REPUBLIKA.CO.ID, UNGARAN -- Isu politik uang santer berhembus pada pencoblosan Pemilu Legislatif (Pileg) 2014, di beberapa desa di wilayah Kabupaten Semarang.
Sejumlah caleg ditengarai saling jor-joran duit, demi meraup simpati serta dukungan pemilih yang lebih masif. Terutama di desa- desa yang selama ini menjadi ‘lumbung’ suara dan dukungan. Hingga para caleg ini tak perlu berhitung panjang untuk menghamburkan duitnya.

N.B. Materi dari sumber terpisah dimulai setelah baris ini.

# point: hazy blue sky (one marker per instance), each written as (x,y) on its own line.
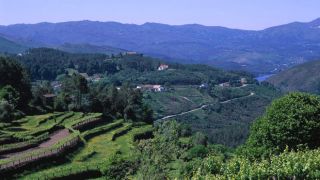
(243,14)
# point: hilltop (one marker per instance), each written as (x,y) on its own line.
(259,52)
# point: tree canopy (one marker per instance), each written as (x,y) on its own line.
(292,121)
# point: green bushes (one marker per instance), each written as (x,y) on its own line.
(121,132)
(143,135)
(293,121)
(287,165)
(102,129)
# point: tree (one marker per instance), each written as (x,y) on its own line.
(6,111)
(292,121)
(13,74)
(9,94)
(155,154)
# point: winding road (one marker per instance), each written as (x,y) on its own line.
(202,107)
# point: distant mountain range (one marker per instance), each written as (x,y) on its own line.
(304,77)
(259,52)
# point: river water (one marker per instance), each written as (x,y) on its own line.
(263,77)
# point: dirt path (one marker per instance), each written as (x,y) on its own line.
(54,138)
(201,107)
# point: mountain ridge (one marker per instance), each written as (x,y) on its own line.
(259,52)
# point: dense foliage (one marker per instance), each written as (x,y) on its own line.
(304,78)
(292,121)
(14,75)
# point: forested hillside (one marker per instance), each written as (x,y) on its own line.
(7,46)
(305,77)
(259,52)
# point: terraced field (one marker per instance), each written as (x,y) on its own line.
(84,143)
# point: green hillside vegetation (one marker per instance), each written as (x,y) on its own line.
(7,46)
(98,145)
(303,78)
(222,121)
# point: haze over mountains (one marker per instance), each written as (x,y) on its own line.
(259,52)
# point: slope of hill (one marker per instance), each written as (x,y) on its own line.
(257,51)
(304,77)
(7,46)
(88,48)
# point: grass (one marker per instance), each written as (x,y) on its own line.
(97,150)
(101,143)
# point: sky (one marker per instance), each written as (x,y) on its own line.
(240,14)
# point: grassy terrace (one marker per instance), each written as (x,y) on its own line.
(97,152)
(100,143)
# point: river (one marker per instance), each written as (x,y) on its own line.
(263,77)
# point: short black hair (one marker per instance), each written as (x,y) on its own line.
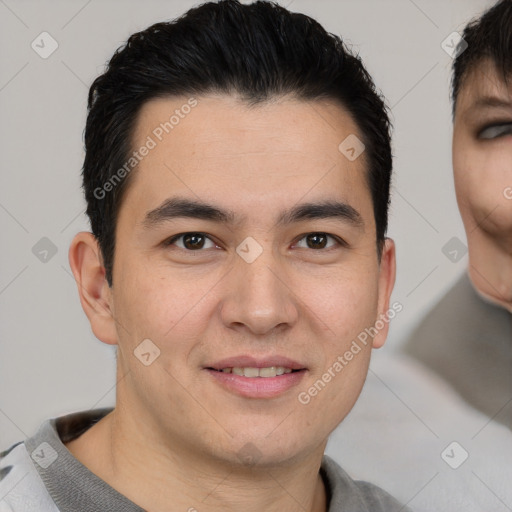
(488,36)
(257,51)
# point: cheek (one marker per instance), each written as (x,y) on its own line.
(483,180)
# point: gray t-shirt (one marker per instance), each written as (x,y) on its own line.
(468,342)
(40,474)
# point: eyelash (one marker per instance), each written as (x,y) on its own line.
(504,124)
(340,242)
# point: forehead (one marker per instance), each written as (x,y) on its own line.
(223,149)
(483,88)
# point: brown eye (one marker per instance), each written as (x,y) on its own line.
(318,241)
(190,241)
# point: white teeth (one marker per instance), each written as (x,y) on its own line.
(271,371)
(268,372)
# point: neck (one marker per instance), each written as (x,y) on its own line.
(490,268)
(125,452)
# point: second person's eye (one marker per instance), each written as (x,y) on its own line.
(496,130)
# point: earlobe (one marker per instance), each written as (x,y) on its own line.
(387,273)
(95,295)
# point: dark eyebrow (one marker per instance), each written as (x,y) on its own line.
(180,207)
(490,101)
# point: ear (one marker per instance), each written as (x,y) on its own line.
(86,264)
(387,273)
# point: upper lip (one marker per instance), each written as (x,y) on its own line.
(246,361)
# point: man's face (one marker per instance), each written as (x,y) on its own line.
(268,287)
(482,158)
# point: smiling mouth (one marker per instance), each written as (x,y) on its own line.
(251,372)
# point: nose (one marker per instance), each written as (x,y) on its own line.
(259,296)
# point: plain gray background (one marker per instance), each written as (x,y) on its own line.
(51,363)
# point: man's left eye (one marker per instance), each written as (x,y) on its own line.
(191,241)
(319,241)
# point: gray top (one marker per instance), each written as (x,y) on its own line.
(41,474)
(468,342)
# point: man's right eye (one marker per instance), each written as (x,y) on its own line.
(495,130)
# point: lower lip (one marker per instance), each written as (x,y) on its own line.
(257,387)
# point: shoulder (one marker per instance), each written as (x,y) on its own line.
(358,496)
(21,488)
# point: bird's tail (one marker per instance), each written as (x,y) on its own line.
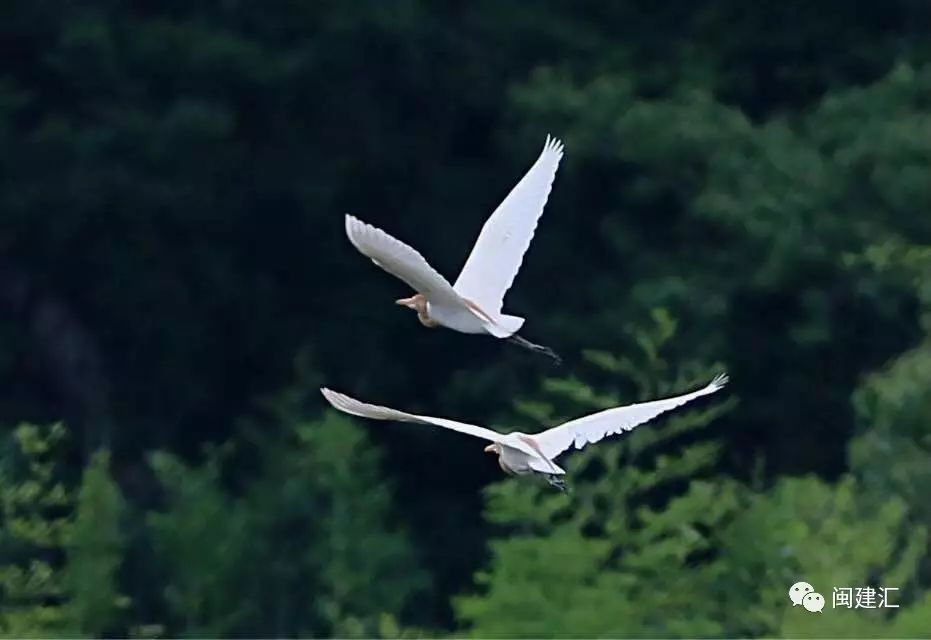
(539,348)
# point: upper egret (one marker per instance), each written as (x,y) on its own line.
(473,304)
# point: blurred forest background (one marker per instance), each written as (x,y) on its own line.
(746,187)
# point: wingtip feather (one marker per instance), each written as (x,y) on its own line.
(719,381)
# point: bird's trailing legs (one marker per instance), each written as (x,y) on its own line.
(558,482)
(539,348)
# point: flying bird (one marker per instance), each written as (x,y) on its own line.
(523,453)
(473,304)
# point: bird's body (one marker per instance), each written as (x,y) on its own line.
(473,304)
(524,454)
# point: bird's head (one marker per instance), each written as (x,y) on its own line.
(416,302)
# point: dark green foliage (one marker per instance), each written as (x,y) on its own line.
(310,548)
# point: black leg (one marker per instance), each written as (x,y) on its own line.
(539,348)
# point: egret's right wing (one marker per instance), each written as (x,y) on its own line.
(400,260)
(354,407)
(595,427)
(499,251)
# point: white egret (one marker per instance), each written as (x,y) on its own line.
(473,304)
(523,453)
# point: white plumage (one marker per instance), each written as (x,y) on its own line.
(474,303)
(522,453)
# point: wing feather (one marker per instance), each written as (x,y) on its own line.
(354,407)
(400,260)
(499,251)
(595,427)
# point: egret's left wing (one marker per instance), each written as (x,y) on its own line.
(400,260)
(497,255)
(597,426)
(355,407)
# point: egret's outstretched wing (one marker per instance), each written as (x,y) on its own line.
(593,428)
(352,406)
(499,250)
(399,260)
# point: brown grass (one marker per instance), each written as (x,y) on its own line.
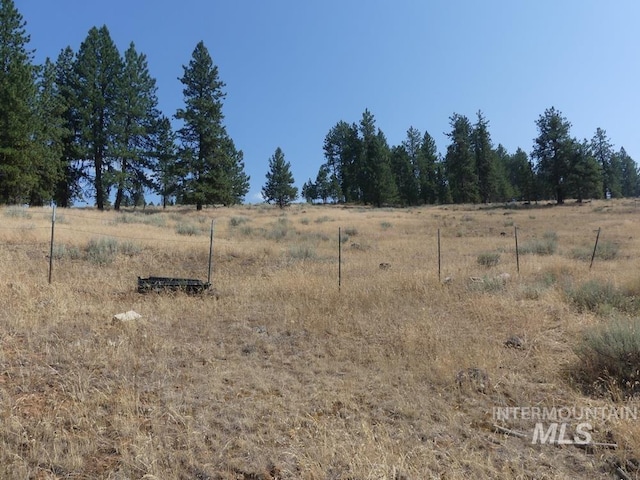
(274,373)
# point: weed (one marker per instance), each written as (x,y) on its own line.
(610,357)
(102,251)
(188,229)
(488,259)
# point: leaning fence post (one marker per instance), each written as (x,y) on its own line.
(339,258)
(53,223)
(515,233)
(439,264)
(594,249)
(210,253)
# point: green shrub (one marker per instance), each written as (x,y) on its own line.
(488,259)
(188,229)
(604,251)
(302,252)
(129,248)
(279,230)
(599,296)
(547,245)
(237,221)
(62,251)
(17,212)
(102,251)
(610,358)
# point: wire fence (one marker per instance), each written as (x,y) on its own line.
(60,225)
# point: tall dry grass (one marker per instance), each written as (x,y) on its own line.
(277,373)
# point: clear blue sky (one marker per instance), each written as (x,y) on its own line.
(294,68)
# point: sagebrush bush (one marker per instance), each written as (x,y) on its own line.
(610,357)
(188,229)
(102,251)
(302,252)
(488,259)
(547,245)
(604,251)
(598,296)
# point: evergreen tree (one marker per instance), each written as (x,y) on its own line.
(521,175)
(484,159)
(375,178)
(629,172)
(602,150)
(69,186)
(49,131)
(585,172)
(137,117)
(342,148)
(17,93)
(429,183)
(403,172)
(553,150)
(309,191)
(166,175)
(214,169)
(98,69)
(279,187)
(504,189)
(460,162)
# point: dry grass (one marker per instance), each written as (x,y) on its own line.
(277,374)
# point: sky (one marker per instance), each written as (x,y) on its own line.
(295,68)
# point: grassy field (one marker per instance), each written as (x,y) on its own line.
(276,373)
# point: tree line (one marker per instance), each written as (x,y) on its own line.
(87,125)
(362,167)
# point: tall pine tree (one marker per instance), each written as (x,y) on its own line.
(138,116)
(213,168)
(460,162)
(553,149)
(17,93)
(279,187)
(98,70)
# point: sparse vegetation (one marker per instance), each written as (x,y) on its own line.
(488,259)
(610,359)
(547,245)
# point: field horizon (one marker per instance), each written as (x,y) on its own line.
(279,372)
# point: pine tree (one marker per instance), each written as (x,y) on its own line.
(49,131)
(602,150)
(166,173)
(214,169)
(17,94)
(342,153)
(484,159)
(460,162)
(98,69)
(553,150)
(630,177)
(375,179)
(428,181)
(69,186)
(279,187)
(137,116)
(585,177)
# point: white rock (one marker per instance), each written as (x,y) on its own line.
(127,316)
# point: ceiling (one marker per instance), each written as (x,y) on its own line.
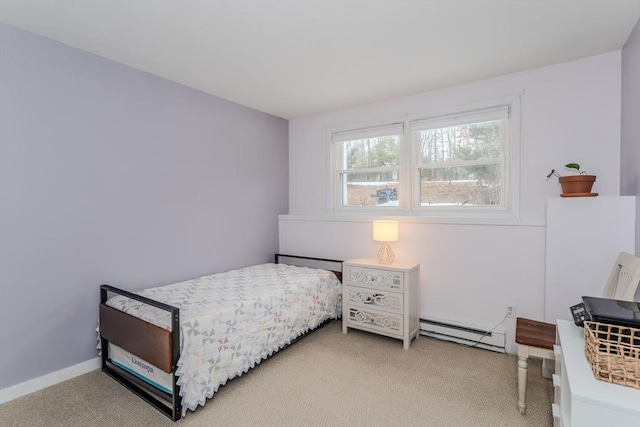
(295,58)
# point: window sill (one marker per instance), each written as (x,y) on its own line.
(415,219)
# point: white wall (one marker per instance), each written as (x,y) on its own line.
(569,112)
(630,135)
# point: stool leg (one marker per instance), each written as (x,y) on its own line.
(522,384)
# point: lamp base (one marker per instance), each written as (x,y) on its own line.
(385,254)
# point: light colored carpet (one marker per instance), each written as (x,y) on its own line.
(326,379)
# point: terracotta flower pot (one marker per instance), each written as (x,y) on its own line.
(577,185)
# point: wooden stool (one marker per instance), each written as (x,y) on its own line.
(534,339)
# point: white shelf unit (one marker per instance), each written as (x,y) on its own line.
(580,400)
(381,298)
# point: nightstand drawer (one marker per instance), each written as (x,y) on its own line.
(375,320)
(372,298)
(373,278)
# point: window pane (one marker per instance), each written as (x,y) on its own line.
(460,186)
(459,143)
(370,189)
(376,152)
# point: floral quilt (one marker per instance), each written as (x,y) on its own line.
(229,322)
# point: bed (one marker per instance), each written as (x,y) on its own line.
(175,345)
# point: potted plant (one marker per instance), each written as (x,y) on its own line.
(575,185)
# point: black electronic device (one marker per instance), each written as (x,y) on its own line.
(607,310)
(579,314)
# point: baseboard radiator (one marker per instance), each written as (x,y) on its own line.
(476,336)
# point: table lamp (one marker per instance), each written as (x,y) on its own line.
(385,232)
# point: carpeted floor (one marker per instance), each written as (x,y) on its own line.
(326,379)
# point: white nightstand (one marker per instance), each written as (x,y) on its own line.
(381,298)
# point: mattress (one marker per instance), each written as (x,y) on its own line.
(141,369)
(231,321)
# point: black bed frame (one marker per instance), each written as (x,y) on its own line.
(171,405)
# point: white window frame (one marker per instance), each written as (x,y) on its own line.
(409,175)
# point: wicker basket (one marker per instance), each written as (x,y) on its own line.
(613,352)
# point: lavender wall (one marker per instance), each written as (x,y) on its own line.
(111,175)
(630,134)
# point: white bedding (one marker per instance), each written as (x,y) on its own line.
(231,321)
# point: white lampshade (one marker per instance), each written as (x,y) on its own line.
(385,231)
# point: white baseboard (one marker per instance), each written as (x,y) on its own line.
(28,387)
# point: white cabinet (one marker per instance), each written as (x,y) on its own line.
(381,298)
(580,400)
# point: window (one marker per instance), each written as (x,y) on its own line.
(460,160)
(445,165)
(367,172)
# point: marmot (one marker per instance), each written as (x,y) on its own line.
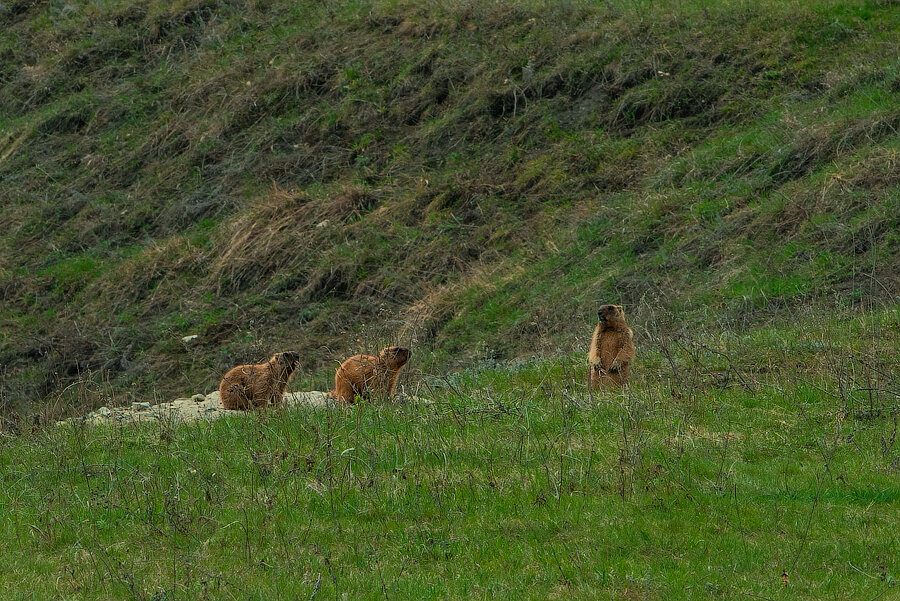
(362,375)
(248,386)
(612,348)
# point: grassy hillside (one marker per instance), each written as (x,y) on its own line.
(468,178)
(508,483)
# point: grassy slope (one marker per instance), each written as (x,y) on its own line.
(461,177)
(511,483)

Salah satunya adalah Desa Kalongan, di wilayah Kecamatan Ungaran Timur, Kabupaten Semarang, Jawa Tengah. Santernya isu politik uang jelang pencoblosan Pileg 2014 ini tak ditampik oleh Kepala Desa (Kades) setempat, Yarmuji.
Desa Kalongan, jelasnya, merupakan desa potensial untuk meraup dukungan suara, karena jumlah daftar pemilih tetap (DPT) Pileg 2014 yang mencapai 7.130 pemilih.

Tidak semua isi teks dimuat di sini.